Beim morgigen EU-Ukraine-Gipfel in Evian gibt es nur eine gravierende Frage: wie wird man Russland davon abhalten können, mit der Ukraine wie mit Georgien zu verfahren – d. h. Destabilisierung des Landes, Abtrennung von Teilgebieten (Krim), Militäreinsatz „zum Schutz russischer Bürger“? Wird die geplante Verdichtung der Beziehungen zur EU so rasch und glaubwürdig gelingen, dass sie Moskau als eine Art rote Linie wahrnimmt?

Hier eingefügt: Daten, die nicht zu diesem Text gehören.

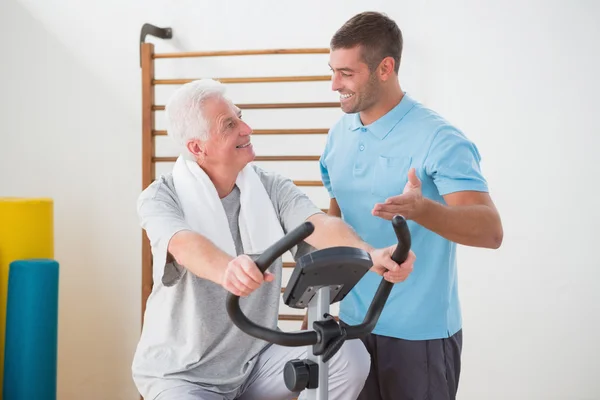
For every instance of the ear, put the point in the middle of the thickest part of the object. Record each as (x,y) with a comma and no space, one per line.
(196,148)
(386,68)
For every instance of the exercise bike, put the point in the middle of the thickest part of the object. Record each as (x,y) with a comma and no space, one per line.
(320,279)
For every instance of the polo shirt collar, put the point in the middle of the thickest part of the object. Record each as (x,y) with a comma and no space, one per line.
(383,126)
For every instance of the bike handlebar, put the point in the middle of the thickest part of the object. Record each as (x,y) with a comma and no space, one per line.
(306,338)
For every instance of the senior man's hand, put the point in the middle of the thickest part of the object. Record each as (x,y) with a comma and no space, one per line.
(242,276)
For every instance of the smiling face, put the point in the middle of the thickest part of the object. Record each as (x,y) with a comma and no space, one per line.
(228,148)
(359,87)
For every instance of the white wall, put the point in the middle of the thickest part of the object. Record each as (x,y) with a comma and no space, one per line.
(519,77)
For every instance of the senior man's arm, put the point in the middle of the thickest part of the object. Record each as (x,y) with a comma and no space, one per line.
(173,239)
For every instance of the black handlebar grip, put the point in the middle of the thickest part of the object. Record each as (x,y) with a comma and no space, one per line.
(383,291)
(276,250)
(404,241)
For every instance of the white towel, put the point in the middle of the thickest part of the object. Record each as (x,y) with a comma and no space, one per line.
(203,210)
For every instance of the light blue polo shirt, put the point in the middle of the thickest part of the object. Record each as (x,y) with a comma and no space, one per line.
(363,165)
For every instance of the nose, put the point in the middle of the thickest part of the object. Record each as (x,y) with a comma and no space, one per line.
(246,129)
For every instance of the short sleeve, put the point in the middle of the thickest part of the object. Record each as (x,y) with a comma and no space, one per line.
(453,162)
(323,167)
(161,218)
(294,205)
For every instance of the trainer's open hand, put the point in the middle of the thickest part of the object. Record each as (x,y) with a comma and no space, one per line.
(388,268)
(409,204)
(242,276)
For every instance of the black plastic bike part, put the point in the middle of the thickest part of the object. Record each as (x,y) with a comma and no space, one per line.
(399,256)
(301,374)
(327,330)
(294,339)
(286,243)
(340,268)
(153,30)
(293,238)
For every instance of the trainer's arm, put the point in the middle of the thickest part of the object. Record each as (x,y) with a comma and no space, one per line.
(334,208)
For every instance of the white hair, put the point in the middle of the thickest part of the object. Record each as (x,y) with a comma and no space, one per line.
(184,115)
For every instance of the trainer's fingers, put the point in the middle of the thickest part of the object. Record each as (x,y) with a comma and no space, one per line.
(269,277)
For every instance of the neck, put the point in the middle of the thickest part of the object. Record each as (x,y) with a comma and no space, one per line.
(390,97)
(223,179)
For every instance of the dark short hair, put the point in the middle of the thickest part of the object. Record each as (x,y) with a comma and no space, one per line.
(377,34)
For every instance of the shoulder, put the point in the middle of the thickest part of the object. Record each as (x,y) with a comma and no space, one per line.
(271,180)
(434,128)
(343,124)
(162,190)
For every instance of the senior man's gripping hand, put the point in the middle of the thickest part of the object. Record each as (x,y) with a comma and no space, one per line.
(242,276)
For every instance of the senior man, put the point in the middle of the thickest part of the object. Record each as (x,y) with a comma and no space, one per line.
(205,220)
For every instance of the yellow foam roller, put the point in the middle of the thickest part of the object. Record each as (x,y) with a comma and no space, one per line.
(26,231)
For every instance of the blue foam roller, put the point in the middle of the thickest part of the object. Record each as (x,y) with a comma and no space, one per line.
(31,330)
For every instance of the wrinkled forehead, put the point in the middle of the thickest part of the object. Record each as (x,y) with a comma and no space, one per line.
(216,107)
(343,58)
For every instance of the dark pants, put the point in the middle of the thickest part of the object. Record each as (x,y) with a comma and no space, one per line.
(412,370)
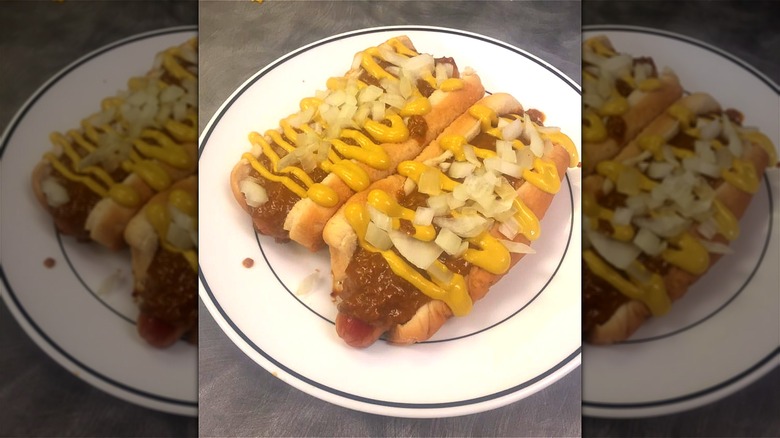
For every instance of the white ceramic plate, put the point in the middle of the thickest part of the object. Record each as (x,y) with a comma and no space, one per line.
(523,336)
(67,309)
(725,332)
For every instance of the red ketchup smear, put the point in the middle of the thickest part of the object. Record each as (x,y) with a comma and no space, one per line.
(156,332)
(354,332)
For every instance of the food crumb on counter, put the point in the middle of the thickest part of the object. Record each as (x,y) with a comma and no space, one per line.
(308,283)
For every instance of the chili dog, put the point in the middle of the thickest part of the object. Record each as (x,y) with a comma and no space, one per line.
(621,95)
(385,109)
(163,244)
(96,177)
(421,246)
(662,212)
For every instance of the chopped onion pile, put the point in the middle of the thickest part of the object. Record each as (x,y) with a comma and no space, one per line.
(349,105)
(681,198)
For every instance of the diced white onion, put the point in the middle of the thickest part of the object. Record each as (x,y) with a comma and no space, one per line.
(505,151)
(380,219)
(517,247)
(618,254)
(423,216)
(369,93)
(378,237)
(648,242)
(439,271)
(419,253)
(254,193)
(537,145)
(55,193)
(512,130)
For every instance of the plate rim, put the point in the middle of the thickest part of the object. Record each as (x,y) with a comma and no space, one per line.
(335,396)
(755,370)
(29,326)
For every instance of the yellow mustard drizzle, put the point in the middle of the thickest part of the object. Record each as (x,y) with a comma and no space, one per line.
(762,141)
(353,175)
(415,169)
(614,106)
(387,205)
(492,255)
(149,149)
(565,142)
(158,215)
(653,294)
(419,106)
(454,293)
(742,175)
(529,223)
(691,257)
(366,151)
(451,84)
(395,133)
(486,116)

Moskaus Gewalteinsatz in Georgien hat die Europäische Union stärker als erwartet geeinigt. Schon der heutige Moskau-Besuch Sarkozys wird zeigen, ob sich der Kreml vom Protest der 27 Staaten beeindrucken lässt. Skepsis bleibt weiter geboten. Putin, der ja verschlüsselte Bildbotschaften liebt, ließ sich jüngst etwas Besonderes einfallen. Wenige Stunden vor dem EU-Sondergipfel zur Kaukasuskrise zeigte das russische Fernsehen Putin, wie er einen „wildgewordenen“ Amur-Tiger mit dem Gewehr betäubte. Danke, Wladimir Wladimirowitsch, danke, verstanden.

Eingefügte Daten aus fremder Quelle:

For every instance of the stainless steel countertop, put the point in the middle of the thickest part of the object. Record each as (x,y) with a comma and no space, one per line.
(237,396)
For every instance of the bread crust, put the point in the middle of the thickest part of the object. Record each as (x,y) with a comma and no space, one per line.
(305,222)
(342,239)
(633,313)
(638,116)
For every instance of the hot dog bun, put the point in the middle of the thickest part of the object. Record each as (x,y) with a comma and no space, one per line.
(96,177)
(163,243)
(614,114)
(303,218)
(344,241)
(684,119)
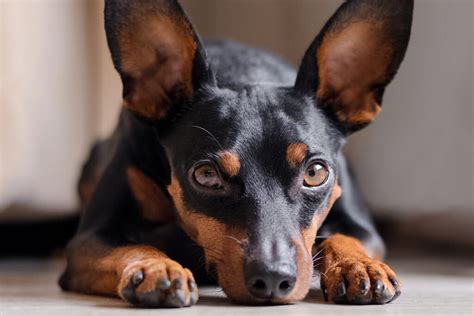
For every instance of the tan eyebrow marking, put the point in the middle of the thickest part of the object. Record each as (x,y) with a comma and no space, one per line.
(229,162)
(296,153)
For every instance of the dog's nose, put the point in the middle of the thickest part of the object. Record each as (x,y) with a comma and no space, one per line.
(269,281)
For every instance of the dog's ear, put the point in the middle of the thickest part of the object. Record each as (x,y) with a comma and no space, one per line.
(157,53)
(354,58)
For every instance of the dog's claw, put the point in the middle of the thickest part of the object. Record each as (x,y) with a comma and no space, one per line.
(364,287)
(159,282)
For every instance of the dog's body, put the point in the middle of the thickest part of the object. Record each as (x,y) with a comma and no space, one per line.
(209,158)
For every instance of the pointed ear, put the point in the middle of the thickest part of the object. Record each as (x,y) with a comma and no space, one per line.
(159,57)
(354,58)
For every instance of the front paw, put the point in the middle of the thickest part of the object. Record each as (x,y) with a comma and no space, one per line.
(158,283)
(359,281)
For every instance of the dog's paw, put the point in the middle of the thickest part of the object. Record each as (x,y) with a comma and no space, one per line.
(158,283)
(359,281)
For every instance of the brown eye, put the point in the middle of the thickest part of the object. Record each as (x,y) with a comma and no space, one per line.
(207,176)
(315,175)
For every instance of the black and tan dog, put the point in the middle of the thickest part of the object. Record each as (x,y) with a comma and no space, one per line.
(227,162)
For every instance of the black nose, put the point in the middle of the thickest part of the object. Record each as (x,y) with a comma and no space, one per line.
(269,281)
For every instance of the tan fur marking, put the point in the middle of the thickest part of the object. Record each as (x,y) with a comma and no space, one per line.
(296,153)
(96,269)
(304,245)
(351,62)
(221,244)
(155,206)
(229,162)
(309,235)
(157,51)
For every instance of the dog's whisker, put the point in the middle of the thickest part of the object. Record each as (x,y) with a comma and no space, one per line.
(210,134)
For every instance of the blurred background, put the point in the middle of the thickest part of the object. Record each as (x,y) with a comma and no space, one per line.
(59,93)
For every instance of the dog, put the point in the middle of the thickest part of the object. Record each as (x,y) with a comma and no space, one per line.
(226,163)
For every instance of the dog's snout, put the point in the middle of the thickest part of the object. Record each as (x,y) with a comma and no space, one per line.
(268,281)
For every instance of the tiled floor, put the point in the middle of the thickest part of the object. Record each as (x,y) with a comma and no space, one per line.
(432,286)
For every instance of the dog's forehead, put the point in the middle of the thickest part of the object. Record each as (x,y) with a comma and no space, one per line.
(265,115)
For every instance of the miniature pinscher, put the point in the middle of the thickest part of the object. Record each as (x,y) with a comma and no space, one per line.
(226,163)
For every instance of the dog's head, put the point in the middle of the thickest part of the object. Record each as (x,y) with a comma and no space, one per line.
(254,169)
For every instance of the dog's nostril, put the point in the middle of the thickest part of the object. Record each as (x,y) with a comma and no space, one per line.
(259,285)
(284,286)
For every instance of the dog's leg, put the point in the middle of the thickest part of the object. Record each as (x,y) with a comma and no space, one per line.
(139,274)
(350,268)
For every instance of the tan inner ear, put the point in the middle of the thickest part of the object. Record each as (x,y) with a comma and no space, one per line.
(352,61)
(157,52)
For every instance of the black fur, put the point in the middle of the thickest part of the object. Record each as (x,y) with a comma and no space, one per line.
(246,102)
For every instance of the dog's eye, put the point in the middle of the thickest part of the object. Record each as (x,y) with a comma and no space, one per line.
(316,174)
(207,176)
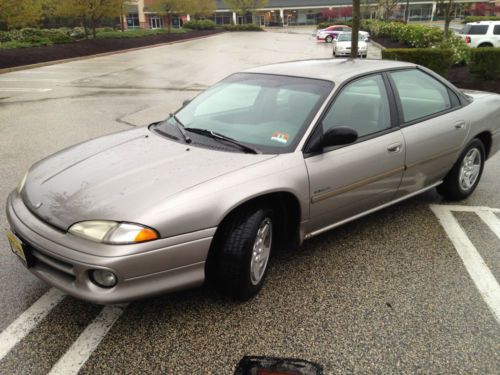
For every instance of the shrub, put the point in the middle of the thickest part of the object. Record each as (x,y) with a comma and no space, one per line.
(417,36)
(436,59)
(461,52)
(480,18)
(199,25)
(57,36)
(485,62)
(247,27)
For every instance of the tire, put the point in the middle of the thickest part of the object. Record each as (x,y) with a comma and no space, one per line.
(464,177)
(242,251)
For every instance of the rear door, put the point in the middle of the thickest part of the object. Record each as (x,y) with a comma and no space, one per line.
(351,179)
(433,127)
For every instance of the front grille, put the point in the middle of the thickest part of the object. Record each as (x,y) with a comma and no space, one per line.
(41,258)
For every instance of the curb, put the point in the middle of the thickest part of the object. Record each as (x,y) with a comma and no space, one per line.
(55,62)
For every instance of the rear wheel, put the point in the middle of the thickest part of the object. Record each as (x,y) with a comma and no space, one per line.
(464,177)
(243,251)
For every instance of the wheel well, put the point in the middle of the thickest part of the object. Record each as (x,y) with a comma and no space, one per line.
(485,137)
(287,209)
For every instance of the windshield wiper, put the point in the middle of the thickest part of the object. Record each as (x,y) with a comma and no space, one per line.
(181,128)
(223,137)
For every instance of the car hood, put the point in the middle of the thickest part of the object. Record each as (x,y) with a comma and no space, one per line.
(121,176)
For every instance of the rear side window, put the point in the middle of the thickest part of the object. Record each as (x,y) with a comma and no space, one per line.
(362,105)
(420,94)
(475,29)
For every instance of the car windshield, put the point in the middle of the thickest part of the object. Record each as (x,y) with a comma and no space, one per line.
(267,112)
(347,37)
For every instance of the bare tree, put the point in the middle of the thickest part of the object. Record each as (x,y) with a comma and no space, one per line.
(447,8)
(387,7)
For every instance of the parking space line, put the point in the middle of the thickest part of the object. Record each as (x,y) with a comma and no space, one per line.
(491,220)
(28,320)
(476,267)
(76,356)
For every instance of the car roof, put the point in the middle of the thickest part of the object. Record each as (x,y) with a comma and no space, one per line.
(335,70)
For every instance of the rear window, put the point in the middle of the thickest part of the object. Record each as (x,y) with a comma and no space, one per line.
(475,29)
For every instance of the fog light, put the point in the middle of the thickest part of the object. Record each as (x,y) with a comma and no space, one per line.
(103,278)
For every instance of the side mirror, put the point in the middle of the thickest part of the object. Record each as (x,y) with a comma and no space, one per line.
(338,136)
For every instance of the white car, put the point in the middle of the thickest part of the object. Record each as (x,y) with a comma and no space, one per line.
(482,34)
(342,45)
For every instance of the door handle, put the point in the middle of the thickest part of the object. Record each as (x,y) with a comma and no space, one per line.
(394,148)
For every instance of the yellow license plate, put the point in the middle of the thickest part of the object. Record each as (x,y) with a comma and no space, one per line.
(16,246)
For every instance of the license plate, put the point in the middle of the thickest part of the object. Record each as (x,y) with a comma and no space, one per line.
(17,247)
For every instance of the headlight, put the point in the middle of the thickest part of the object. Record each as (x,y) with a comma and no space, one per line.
(20,186)
(113,232)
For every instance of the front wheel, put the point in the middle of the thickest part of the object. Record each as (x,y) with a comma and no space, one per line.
(243,252)
(464,177)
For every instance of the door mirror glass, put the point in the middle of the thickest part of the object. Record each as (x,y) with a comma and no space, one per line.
(341,135)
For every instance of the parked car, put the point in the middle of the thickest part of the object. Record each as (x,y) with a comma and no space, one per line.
(262,160)
(342,45)
(482,34)
(330,33)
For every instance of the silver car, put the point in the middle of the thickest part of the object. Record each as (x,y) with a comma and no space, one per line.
(262,160)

Die Annahme, Russland und die EU seien durch eine auf gemeinsamen Werten und Interessen gegründete „Strategische Partnerschaft“ treulich verbunden, hat sich als Trugbild entpuppt. Moskau ist die Wiederherstellung seiner Machtsphäre wichtiger. Der europäische Glaube an den „Hoffnungsträger“ Medwedjew wurde zur kompletten Enttäuschung. „So der Westen gute Beziehungen mit Russland erhalten möchte, wird er unsere Entscheidung verstehen müssen“, sagte der Präsident nach der Anerkennung der abchasischen und südossetischen Unabhängigkeit. Anders gesagt: „Wenn Ihr unsere Einflusszonen nicht akzeptiert, werden sich unsere Beziehungen verschlechtern“.

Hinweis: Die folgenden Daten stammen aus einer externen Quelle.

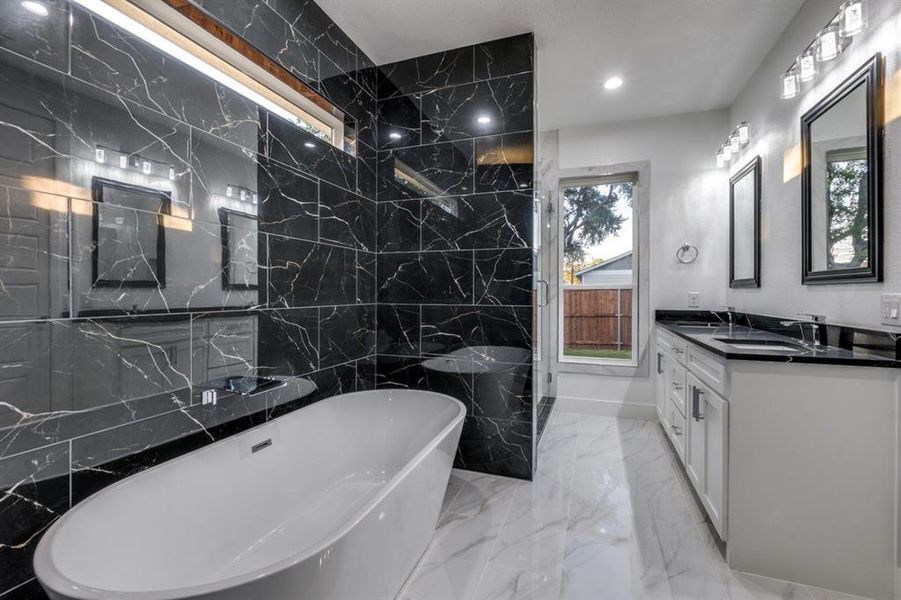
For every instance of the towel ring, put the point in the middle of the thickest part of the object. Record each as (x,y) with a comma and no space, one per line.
(687,253)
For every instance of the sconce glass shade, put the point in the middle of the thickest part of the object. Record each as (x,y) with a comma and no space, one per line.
(852,17)
(807,65)
(829,43)
(744,133)
(734,142)
(790,83)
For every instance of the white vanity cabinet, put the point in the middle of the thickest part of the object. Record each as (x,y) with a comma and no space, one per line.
(691,405)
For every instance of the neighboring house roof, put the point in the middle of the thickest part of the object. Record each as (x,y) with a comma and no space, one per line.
(623,262)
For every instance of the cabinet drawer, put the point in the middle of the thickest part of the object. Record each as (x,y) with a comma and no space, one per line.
(675,429)
(677,386)
(709,368)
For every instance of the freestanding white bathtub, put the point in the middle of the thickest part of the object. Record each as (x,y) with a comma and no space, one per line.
(335,501)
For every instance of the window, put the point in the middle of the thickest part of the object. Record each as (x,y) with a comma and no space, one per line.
(599,269)
(189,35)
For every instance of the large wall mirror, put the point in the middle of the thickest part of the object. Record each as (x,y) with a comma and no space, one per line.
(744,226)
(841,141)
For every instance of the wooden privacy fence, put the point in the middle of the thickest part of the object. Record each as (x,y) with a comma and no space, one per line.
(597,318)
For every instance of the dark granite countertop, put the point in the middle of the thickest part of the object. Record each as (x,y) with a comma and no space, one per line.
(710,336)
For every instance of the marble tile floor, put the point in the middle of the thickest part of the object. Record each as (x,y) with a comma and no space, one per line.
(609,516)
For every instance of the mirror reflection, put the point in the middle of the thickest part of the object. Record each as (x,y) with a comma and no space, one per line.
(839,212)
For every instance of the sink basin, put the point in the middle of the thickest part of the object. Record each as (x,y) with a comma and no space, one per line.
(767,345)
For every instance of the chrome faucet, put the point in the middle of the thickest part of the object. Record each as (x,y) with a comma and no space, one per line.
(814,322)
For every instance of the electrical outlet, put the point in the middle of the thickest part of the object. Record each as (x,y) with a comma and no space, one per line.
(891,309)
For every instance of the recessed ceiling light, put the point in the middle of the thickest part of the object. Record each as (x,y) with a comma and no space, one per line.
(613,83)
(35,7)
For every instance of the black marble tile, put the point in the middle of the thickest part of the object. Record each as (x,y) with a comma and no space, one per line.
(498,220)
(346,218)
(434,277)
(503,277)
(398,329)
(116,61)
(34,255)
(442,375)
(485,108)
(506,56)
(288,202)
(44,38)
(367,171)
(496,446)
(398,226)
(504,162)
(34,492)
(426,171)
(265,29)
(502,390)
(447,328)
(365,266)
(347,333)
(301,150)
(399,122)
(424,73)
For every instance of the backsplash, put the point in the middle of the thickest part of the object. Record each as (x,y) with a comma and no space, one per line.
(159,232)
(455,171)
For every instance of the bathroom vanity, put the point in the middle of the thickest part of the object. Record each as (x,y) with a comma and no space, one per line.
(789,446)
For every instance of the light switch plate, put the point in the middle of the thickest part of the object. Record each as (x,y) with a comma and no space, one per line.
(890,309)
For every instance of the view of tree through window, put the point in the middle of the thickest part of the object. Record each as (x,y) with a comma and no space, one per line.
(597,270)
(848,218)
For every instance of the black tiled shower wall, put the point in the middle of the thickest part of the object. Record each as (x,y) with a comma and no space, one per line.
(101,381)
(454,213)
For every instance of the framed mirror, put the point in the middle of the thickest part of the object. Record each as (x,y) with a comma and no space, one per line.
(841,184)
(129,238)
(744,226)
(239,250)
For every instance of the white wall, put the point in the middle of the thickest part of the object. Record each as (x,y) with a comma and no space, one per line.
(688,202)
(776,135)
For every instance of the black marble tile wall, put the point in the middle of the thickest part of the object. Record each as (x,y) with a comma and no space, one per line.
(454,214)
(160,233)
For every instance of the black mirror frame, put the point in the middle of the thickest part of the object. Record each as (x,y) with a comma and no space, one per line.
(753,169)
(870,75)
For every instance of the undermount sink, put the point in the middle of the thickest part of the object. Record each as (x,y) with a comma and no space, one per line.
(761,344)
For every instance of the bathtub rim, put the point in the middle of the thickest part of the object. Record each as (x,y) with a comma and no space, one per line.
(61,584)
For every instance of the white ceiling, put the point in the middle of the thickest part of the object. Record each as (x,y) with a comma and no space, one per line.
(676,56)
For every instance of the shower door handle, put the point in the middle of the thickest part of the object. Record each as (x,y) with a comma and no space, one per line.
(547,293)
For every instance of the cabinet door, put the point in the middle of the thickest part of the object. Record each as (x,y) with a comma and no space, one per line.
(714,412)
(695,450)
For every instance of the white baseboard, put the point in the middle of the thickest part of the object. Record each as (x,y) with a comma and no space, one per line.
(607,408)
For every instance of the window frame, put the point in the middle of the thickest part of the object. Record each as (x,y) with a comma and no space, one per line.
(626,176)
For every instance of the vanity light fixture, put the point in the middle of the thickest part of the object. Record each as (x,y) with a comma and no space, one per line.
(36,8)
(853,17)
(830,42)
(613,83)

Es sieht so aus, als seien die Bemühungen der EU gescheitert, Russland dauerhaft in die Werte- und Verhaltensordnung des Westens zu integrieren. Noch scheut Europa davor zurück, einen endgültigen Fehlschlag zu konstatieren. Denn auch der Kreml wisse ja um seine Wirtschaftsinteressen und die Notwendigkeit westlicher Investitionen. 20 Milliarden Dollar Auslandskapital seien inzwischen aus Russland geflüchtet; die Oligarchen wollten gewiss nicht weitere Milliarden durch Kursstürze verlieren. In der Tat: solche Faktoren gab es zu Sowjetzeiten noch nicht.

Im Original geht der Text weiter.